Entretien avec Lou Eve, autrice de Sous les Strates (éd. Les Escales, 2023)
Dites-moi que je ne suis pas la seule : l'été, je pars toujours en vacances avec plein de livres, convaincue que je vais passer tout mon temps libre à bouquiner.
Mais les heures passent étrangement vite quand on arrête de s’agiter… et puis je suis bien occupée à boire des cafés, dormir treize heures par jour et rêvasser.
Alors, chaque année ou presque, au moment de refaire ma valise pour rentrer, j’observe avec une pointe d’amertume la (lourde) pile de livres auxquels je n’ai pas touché, et je me promets de ne pas refaire la même erreur l’an d'après.
Chaque année ou presque… Mais pas cette-fois !
Parce que cet été, dans mes bagages, il y avait Sous les Strates (éd. Les Escales, 2023), le premier roman de Lou Eve.
Vous connaissez peut-être Lou pour son travail militant antiraciste sur le compte Instagram @la.charge.raciale, désormais @mangouinistan, ou bien pour sa participation à l’ouvrage collectif Nos Amours radicales (éd. Les Insolentes, 2021).
J’ai ouvert son livre avec l’indolence à laquelle le mois d'août m’invitait et… Je ne l’ai plus lâché, toute indolence oubliée, tant j’ai été happée par l’intrigue.
Plusieurs trajectoires s’y croisent : celle de Linh, jeune femme adoptée par des parents français au Vietnam, mais aussi celles de sa mère adoptive Françoise et de sa mère vietnamienne Minh.

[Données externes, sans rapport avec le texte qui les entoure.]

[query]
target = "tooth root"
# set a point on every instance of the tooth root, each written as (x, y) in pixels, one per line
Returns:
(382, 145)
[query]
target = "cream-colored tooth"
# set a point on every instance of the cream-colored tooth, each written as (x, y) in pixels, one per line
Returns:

Ensemble, ces trois vies tissent un récit doux-amer, tendre et précis.
Loin d'être un roman à thème ou à thèse, le livre mêle habilement plusieurs thématiques : adoption internationale bien sûr, mais aussi trajectoire d’ascendance sociale, lesbianisme et plein d’autres encore que je garde pour moi histoire de ne pas tout vous spoiler.

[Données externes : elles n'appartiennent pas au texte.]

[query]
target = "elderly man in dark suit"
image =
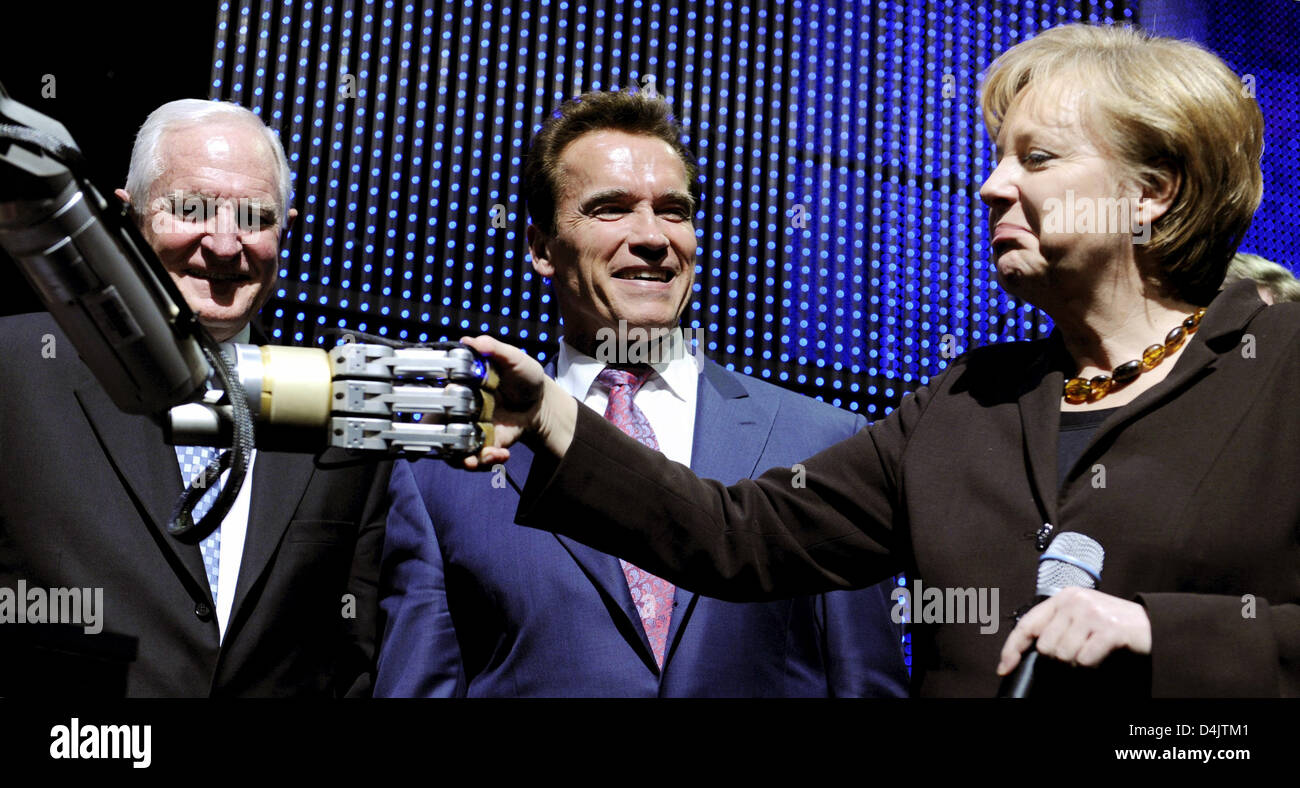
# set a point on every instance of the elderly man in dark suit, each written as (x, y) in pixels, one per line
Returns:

Vous l’aurez compris, j’ai adoré ce roman – et je ne suis visiblement pas la seule : il a été sélectionné pour le Prix littéraire de la Vocation 2023. C’est la classe, pas vrai ?

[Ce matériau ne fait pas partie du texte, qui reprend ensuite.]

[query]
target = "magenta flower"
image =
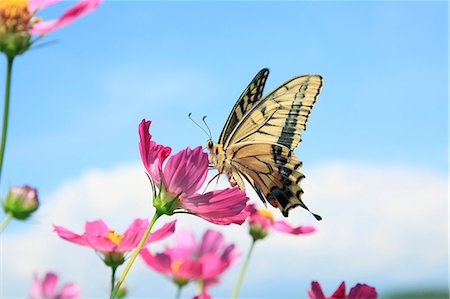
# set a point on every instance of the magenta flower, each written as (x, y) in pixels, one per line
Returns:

Achetez-le, offrez-le, faites-le tourner !
Et puisque ce livre m’a beaucoup plu, j’ai proposé à Lou qu’on se rencontre.
Par chance, elle passait à Berlin : c’est à la terrasse d’un Späti, dans la chaleur de l'été berlinois et autour d’un café trop sucré, qu’on a pris le temps de discuter.
On a abordé :
la façon dont les études peuvent anesthésier le rapport à l'écriture ;
l’importance d'être accompagnée par des personnes professionnelles dans l'écriture ;
les enjeux symboliques et matériels de la publication d’un livre et le rôle d’Instagram dans l'accès à la publication ;
la relecture de ses textes par des ami·es proches : bonne ou mauvaise idée ? ;
les raisons qui peuvent pousser à écrire plutôt de la fiction qu’un essai ;
et pour finir, Lou vous propose un outil qui l'a aidée à structurer et cadrer son projet de roman.
Bonne lecture !
On va commencer avec mon grand classique : depuis quand écris-tu ?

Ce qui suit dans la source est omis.